Definition of Zakat:
Zakat is one of the five pillars of Islam. It’s a financial act of worship aimed at distributing wealth among members of the Muslim community. This distribution ensures economic balance, equity, and provides support to the needy and impoverished.
Types of Zakat:
Zakat on Wealth (Zakat Al-Mal): This involves paying a specific percentage of one’s wealth after a lunar year has passed.
Fitr Zakat (Zakat Al-Fitr): This is given at the end of the fasting month of Ramadan, before the Eid prayer.
Zakat on Agricultural Produce: This is due on crops and fruit harvests.
Zakat on Buried Treasure (Zakat Al-Rikaz): This pertains to treasure that is excavated from the earth.
How to Calculate Zakat on Wealth:
To compute your zakat, consider the following:
Nisab: This is the minimum threshold of wealth a Muslim must possess for zakat to be obligatory. Typically, the Nisab is calculated based on the weight of gold or silver.
The Passing of a Lunar Year: Zakat becomes obligatory after a full lunar year has passed over one’s wealth.
The zakat amount typically is 2.5% of the wealth retained over the lunar year.
Who are the Recipients of Zakat?
The Quran mentions in Surah At-Tawbah (9:60) the eight categories of people eligible to receive zakat.

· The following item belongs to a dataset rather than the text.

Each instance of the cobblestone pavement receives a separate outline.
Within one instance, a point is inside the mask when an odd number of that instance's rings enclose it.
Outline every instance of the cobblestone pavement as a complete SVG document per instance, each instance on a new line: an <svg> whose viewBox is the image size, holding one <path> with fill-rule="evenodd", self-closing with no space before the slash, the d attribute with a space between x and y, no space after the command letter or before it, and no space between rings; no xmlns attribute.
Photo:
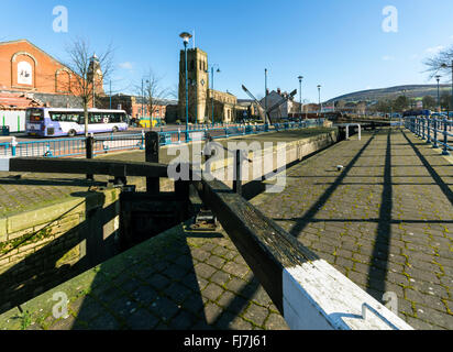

They are: the poor, the needy, zakat administrators, those whose hearts are to be reconciled, those in bondage, those in debt, in the cause of Allah, and the wayfarer.
In the context of allocating zakat for education, Sheikh Abdullah bin Baz has indicated in a fatwa the permissibility of this, especially considering prevailing circumstances and the pressing need to support education, especially for orphans and the poor.
In conclusion, zakat is a financial worship aiming to establish economic balance and assist those in need within the community.